Illustration: un quai de métro à Paris. - RACKHAM/SIPA

Les sénateurs ne prennent sans doute pas souvent le métro. Alors qu’il avait pourtant été adopté à l’assemblée, l’article 14 sur la lutte contre les harcèlements sexistes a été purement et simplement supprimé du texte final du projet de loi sur la sécurité dans les transports publics. A la grande colère de la députée Marie Le Vern (PS), qui l’avait introduit.

« Cette suppression éclipse brutalement le sujet des harcèlements sexistes, sans proposer d’alternative. Ces harcèlements sont difficiles à consacrer juridiquement : ils ne sont pas des délits pénalement punis contrairement aux atteintes physiques, aux injures, aux menaces », écrit-elle dans un communiqué.

Revisité le 10 février

L’article n’a même pas été débattu. Il a été retiré par la commission des Lois du Sénat et son co-rapporteur François Bonhomme (Les Républicains).

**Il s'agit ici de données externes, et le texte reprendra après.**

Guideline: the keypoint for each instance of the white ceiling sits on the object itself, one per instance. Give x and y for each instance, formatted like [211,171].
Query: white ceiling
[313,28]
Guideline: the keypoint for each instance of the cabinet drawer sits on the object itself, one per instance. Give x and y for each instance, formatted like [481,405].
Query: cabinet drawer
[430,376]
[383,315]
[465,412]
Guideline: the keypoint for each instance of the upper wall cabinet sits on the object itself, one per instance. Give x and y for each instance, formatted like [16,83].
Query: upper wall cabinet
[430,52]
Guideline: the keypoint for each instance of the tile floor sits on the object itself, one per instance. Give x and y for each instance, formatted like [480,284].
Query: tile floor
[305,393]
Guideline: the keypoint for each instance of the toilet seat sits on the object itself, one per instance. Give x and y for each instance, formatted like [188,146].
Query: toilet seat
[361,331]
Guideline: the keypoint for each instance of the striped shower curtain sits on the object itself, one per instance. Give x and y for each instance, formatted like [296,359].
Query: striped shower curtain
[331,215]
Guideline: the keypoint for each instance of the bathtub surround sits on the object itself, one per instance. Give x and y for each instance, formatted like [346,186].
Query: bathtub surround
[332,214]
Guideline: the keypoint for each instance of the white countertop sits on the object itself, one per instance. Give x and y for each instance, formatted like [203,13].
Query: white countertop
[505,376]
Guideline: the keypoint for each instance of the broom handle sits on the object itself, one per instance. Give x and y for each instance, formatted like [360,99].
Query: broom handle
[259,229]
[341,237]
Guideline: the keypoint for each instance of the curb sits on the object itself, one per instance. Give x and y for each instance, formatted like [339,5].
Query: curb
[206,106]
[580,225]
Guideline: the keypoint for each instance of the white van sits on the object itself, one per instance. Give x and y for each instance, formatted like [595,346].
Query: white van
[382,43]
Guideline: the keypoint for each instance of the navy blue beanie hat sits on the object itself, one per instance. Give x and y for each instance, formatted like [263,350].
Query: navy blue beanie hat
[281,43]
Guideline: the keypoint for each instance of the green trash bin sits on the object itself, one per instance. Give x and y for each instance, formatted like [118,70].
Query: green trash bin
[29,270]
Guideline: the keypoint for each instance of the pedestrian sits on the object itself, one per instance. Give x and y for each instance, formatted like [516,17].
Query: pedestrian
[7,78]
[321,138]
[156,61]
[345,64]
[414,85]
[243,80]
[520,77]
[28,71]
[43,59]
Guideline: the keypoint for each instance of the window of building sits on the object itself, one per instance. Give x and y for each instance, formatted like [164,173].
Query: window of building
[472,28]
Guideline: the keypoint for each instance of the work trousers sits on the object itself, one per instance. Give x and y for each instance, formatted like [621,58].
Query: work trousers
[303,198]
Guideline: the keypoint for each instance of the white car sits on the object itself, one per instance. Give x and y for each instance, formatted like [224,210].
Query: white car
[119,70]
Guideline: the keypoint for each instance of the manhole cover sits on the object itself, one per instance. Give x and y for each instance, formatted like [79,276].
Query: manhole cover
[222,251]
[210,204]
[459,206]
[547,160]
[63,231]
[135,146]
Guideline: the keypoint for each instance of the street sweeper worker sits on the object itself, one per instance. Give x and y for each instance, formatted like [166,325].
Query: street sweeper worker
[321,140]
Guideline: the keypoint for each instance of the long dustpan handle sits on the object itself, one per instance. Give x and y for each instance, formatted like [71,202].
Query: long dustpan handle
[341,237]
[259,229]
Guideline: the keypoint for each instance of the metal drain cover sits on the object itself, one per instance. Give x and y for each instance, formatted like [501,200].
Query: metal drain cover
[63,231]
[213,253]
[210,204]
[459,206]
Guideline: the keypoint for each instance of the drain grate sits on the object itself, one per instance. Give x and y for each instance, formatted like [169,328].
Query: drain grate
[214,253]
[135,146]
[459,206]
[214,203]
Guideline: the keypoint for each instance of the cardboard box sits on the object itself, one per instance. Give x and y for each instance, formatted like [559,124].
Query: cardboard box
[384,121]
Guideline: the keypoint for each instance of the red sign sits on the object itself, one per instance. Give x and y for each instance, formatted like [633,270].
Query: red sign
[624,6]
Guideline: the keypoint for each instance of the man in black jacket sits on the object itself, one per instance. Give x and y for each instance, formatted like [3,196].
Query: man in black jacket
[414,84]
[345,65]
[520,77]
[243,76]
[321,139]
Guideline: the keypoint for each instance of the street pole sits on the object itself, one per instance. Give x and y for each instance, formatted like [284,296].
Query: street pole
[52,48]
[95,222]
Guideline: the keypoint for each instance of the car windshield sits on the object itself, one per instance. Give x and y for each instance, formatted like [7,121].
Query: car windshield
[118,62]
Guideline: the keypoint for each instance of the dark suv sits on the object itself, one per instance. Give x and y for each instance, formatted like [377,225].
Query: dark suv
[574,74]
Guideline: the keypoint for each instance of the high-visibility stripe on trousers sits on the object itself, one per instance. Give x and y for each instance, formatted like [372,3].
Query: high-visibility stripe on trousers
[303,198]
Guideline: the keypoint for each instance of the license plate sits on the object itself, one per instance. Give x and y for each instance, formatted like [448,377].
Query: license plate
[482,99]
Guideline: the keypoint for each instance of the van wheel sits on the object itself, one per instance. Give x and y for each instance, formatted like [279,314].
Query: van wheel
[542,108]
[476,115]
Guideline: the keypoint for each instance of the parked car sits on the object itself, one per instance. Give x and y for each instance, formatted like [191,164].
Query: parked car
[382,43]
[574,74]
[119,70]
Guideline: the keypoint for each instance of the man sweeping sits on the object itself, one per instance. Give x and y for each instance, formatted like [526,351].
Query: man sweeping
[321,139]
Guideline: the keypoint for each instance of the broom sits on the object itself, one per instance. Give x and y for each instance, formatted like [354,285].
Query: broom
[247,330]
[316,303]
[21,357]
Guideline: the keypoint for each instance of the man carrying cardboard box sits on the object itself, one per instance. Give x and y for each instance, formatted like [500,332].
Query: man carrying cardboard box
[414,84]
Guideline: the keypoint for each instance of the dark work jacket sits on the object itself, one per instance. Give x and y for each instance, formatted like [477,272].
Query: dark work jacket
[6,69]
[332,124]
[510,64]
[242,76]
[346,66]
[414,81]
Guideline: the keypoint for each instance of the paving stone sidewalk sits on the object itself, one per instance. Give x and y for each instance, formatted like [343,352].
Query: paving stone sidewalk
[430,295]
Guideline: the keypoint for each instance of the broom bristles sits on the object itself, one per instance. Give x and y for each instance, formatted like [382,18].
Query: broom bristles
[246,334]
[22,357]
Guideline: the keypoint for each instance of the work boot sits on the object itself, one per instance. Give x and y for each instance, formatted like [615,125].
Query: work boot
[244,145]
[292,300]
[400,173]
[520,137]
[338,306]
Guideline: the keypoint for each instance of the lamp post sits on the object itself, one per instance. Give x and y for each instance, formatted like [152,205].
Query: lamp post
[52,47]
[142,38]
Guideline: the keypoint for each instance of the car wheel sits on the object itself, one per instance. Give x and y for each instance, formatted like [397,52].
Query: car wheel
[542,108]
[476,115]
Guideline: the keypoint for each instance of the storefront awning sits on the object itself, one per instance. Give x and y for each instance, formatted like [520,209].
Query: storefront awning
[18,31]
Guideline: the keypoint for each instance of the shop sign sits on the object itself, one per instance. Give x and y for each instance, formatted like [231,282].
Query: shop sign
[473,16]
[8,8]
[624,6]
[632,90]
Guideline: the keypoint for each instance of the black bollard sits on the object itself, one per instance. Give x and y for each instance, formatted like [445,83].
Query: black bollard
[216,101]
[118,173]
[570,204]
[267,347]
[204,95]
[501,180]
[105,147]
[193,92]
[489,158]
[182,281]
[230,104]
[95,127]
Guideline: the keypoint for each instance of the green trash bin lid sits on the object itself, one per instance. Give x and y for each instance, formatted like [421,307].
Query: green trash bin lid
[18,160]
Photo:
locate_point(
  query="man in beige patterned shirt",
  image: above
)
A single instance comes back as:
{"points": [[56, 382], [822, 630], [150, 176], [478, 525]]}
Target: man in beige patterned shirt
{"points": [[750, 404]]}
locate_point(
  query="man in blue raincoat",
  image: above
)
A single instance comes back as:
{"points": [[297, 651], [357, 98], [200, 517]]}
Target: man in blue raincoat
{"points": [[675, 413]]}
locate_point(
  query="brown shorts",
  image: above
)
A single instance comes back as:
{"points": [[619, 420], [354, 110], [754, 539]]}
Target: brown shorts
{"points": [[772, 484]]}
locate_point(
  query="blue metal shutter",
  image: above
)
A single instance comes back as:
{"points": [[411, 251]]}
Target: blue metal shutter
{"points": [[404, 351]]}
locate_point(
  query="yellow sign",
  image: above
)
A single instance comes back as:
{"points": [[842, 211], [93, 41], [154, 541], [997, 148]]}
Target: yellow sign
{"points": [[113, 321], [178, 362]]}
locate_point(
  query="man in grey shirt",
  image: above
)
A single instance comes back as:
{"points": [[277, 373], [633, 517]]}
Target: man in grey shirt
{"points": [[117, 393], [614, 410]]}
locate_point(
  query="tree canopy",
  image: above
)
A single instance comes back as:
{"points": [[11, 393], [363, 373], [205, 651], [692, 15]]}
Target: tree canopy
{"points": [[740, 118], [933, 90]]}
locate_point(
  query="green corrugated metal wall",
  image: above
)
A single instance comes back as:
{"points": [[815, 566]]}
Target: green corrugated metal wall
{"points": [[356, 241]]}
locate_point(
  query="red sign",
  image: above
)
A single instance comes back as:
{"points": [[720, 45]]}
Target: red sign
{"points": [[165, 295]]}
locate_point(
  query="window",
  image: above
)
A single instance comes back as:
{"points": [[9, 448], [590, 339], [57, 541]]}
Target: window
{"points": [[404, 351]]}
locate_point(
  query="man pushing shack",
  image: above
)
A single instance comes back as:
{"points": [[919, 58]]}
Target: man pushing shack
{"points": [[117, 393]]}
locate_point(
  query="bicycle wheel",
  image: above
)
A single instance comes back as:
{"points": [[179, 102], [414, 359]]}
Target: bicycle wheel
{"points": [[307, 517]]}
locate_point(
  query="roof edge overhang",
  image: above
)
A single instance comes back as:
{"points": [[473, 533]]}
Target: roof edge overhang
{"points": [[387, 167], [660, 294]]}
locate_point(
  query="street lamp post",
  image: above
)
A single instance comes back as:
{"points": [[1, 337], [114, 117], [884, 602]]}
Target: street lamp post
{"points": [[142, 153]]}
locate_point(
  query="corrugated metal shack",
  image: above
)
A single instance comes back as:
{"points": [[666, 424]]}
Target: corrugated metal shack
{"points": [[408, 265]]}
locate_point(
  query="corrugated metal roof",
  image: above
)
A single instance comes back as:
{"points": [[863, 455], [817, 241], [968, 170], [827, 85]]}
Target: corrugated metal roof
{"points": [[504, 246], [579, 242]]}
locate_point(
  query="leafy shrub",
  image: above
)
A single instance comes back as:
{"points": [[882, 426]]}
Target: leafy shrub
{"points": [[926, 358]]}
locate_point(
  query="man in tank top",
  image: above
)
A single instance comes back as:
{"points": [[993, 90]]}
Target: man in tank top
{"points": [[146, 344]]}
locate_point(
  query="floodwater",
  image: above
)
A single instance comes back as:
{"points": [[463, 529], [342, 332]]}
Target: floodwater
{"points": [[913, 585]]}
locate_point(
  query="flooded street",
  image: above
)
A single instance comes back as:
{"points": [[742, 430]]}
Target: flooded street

Interrogé par metronews, le sénateur du Tarn-et-Garonne invoque une raison technique, expliquant que « les missions que proposait l’article font déjà partie des obligations des exploitants des transports publics ».

L’article 14 voulait cependant aller plus loin, proposant notamment un recensement des actes de harcèlement par les transporteurs et une formation des agents de sécurité.

Tout n’est pas terminé. Le texte sera examiné le 10 février devant une commission mixte chargée de réconcilier les différences entre les sénateurs et les députés. Marie Le Vern appelle à la mobilisation, notamment via le hashtag #HarcelementAgissons.